EL SÉPTIMO DOMINGO ORDINARIO
(Levítico 19:1-2.17-18; I Corintios
3:16-23; Mateo 5:38-48)
Se
considera Abraham Lincoln el presidente estadounidense más cumplido. Guió la nación por la gravosísima crisis de
la guerra civil. Más impresionante aún
lo hizo con un sentido de compasión para sus enemigos. En los últimos días de la guerra pidió una paz
“con la malacia para ninguno y con la caridad para todos”. No iba a exigir tributo de los
derrotados. Más bien quería ayudarles
recuperar sus fuerzas. Su planteamiento
abarcó el mandamiento de Jesús en el evangelio hoy que amemos nuestros enemigos
Para
implementar esto hemos de superar el impulso a odiar nuestros enemigos. Cuando sentimos ofendidos, queremos repagar
la injuria con aún más vehemencia. Por
eso las pandillas siguen matando al uno y el otro. Pero Jesús quiere que sus seguidores se comporten
en manera opuesta. En lugar de maldecir
a los enemigos, quiere que recemos por ellos.
Su lógica es clara pero sólo con dificultad se puede poner su
mandamiento en práctica. No obstante
Jesús dice que para comprobarnos como hijos de nuestro Padre Dios, tenemos que
actuar como Él. Desde que Dios ama a todos proveyendo lluvia y sol tanto a los
malos como a los buenos, deberíamos imitar su bondad.
En la
primera lectura Dios no describe a sí mismo ni como bondadoso ni como
perfecto. Dice: “’yo soy santo’”. Podemos preguntar si Jesús está cambiando el
atributo más ilustre de Dios Padre de ser santo a ser amador. Pero cuando averiguamos la cosa, descubrimos
que por su santidad Dios ama al pueblo.
Por decir que Dios es santo, significamos que Él es más allá el alcance
de la persona humana. No obstante, Dios
entró en una relación con los hombres.
Formó la alianza por la cual Israel prometió guardar su ley y Él
protegería al pueblo. Nunca en la
historia se había oído de tal cercanía entre dioses y hombres. Aquí tenemos la clave para contestar nuestra
pregunta. Pensábamos en la
transcendencia en términos del espacio, pero en realidad tiene que ver con la
cualidad de la persona. Dios es
transcendente en el sentido que es infinitivamente mejor que cualquier
otro. Nosotros nos hacemos perfectos
como Dios cuando imitamos su amor.
Parece
bien, pero ¿cómo vamos a asimilar el amor de Dios? En la segunda lectura san Pablo recuerda a
los corintios que son el templo del Espíritu Santo. También somos nosotros su templo. Este Espíritu nos capacita a amar aun los
enemigos. Una vez me dijo una mujer cómo
su suegra le trataba muy mal. Entonces
la vieja se puso enferma y era la mujer maltratada que la cuidaba. Se puede hacer este género de bondad con la
gracia del Espíritu Santo.
Este
miércoles entramos en la temporada de cuaresma.

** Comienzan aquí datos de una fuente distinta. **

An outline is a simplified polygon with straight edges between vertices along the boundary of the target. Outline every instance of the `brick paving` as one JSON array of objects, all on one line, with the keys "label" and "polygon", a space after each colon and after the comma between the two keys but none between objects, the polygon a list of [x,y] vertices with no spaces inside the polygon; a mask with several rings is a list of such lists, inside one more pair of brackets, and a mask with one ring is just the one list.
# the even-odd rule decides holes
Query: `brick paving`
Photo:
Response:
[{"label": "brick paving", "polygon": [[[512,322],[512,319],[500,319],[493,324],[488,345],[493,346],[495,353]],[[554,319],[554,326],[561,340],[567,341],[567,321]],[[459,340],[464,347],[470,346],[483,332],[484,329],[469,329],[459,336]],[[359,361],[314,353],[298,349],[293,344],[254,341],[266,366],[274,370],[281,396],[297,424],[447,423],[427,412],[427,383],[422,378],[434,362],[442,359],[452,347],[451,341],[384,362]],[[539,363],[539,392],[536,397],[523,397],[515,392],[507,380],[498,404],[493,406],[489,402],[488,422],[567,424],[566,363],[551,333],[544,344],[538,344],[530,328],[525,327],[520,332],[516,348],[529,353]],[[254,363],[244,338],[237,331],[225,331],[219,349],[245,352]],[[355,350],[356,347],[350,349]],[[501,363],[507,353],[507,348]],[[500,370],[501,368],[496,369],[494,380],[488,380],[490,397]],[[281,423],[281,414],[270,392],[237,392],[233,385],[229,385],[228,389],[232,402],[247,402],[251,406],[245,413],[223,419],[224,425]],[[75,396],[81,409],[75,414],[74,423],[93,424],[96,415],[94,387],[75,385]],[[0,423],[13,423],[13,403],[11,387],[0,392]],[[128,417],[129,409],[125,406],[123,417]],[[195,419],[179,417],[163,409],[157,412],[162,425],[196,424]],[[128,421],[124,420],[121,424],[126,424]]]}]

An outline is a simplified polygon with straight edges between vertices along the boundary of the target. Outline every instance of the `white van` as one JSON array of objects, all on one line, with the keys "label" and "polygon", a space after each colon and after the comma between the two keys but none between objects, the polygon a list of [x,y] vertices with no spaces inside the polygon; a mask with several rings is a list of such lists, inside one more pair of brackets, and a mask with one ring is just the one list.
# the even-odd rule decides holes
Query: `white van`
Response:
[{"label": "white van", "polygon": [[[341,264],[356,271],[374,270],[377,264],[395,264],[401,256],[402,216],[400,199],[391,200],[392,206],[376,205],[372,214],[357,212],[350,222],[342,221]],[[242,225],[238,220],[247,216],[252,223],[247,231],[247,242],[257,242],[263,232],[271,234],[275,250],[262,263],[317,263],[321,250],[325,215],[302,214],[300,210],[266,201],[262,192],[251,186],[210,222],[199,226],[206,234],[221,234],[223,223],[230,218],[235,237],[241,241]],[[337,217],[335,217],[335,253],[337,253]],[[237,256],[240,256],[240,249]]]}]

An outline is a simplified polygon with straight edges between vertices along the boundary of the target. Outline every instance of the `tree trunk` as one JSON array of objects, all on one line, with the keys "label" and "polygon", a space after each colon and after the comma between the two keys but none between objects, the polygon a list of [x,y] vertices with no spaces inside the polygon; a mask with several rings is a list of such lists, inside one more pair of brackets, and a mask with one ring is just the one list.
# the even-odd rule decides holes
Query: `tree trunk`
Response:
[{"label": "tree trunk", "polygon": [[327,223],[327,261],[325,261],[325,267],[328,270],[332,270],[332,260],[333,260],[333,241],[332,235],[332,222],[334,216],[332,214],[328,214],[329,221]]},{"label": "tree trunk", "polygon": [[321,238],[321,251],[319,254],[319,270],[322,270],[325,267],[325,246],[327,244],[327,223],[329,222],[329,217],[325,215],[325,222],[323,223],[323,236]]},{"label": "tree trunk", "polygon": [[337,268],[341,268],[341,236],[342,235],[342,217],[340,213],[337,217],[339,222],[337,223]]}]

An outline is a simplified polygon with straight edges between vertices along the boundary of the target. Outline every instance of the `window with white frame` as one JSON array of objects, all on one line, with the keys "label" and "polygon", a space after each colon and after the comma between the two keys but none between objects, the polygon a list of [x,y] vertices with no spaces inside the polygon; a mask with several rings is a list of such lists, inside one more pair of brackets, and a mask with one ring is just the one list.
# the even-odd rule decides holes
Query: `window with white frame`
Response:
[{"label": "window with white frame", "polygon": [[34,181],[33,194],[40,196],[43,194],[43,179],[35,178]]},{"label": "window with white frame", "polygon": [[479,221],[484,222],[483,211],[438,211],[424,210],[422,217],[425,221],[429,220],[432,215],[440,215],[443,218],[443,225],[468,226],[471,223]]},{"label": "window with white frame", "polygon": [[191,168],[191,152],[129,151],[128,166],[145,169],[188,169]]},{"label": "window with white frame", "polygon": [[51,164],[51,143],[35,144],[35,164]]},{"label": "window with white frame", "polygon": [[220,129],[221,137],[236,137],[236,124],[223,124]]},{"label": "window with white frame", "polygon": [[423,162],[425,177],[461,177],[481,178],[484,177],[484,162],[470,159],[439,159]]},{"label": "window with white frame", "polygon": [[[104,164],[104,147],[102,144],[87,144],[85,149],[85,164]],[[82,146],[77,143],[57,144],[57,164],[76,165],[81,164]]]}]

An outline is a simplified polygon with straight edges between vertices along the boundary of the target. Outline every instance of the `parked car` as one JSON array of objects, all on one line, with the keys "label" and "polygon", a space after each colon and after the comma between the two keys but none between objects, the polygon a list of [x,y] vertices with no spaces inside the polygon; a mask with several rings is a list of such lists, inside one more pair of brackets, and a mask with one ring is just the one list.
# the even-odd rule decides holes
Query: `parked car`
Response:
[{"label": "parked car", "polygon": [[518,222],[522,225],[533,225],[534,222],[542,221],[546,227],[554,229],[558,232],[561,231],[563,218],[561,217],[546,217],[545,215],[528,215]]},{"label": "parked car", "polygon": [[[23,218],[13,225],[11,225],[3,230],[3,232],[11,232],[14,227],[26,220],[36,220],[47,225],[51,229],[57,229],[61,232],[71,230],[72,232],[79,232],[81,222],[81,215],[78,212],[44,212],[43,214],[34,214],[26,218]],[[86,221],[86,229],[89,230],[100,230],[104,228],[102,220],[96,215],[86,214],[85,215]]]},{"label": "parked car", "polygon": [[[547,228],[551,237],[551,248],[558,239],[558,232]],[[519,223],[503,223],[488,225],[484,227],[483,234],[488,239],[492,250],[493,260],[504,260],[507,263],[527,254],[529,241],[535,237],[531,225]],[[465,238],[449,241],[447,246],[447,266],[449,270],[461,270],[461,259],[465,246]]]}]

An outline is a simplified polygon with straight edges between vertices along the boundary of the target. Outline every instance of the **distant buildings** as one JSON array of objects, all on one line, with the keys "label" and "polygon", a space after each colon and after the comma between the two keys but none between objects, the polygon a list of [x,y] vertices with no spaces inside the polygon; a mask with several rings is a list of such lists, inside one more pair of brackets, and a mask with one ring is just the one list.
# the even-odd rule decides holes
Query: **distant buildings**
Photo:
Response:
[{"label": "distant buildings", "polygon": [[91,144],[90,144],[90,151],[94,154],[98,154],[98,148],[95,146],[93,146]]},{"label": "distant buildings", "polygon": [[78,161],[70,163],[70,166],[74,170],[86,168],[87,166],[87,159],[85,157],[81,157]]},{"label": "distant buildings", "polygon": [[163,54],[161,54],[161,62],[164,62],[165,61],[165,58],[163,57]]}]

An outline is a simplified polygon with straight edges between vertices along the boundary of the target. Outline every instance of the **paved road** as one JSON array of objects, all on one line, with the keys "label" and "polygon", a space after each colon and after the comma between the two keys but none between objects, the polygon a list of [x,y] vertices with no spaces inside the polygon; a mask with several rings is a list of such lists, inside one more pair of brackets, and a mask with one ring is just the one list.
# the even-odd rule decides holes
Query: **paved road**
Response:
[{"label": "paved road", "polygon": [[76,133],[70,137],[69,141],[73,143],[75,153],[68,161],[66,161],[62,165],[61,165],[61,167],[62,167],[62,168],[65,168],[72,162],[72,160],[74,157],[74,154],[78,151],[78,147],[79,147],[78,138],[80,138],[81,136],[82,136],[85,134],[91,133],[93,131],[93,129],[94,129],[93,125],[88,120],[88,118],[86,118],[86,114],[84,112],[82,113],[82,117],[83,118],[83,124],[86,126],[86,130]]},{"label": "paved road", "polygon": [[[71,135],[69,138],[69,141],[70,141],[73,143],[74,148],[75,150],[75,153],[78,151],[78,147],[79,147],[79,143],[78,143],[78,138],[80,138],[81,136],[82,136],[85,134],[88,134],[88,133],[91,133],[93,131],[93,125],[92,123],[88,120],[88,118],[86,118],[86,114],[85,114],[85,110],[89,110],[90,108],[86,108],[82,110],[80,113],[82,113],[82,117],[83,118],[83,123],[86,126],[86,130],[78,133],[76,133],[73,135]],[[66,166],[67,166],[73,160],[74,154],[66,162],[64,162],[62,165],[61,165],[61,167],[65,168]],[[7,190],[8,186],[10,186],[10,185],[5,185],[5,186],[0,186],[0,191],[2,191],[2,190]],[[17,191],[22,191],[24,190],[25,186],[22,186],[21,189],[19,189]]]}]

Deberíamos aprovecharse de estos cuarenta días para asimilar el amor de
Dios. Queremos ayunar un poco, rezar un
poco de más, y hacer esfuerzos ayudar a los menos afortunados. Querría sugerir un ejercicio para aumentar
nuestro amor a nuestros enemigos. Que
pensemos en una persona que nos ha hecho mal.
Puede ser la suegra o tal vez una maestra de escuela que no nos trataba
justamente. Recemos por esa persona cada
día de la cuaresma. No rezaremos que
toque la lotería sino que venga a conocer la gracia de Dios. Será un ejercicio
provechoso tanto por nosotros como por la otra persona.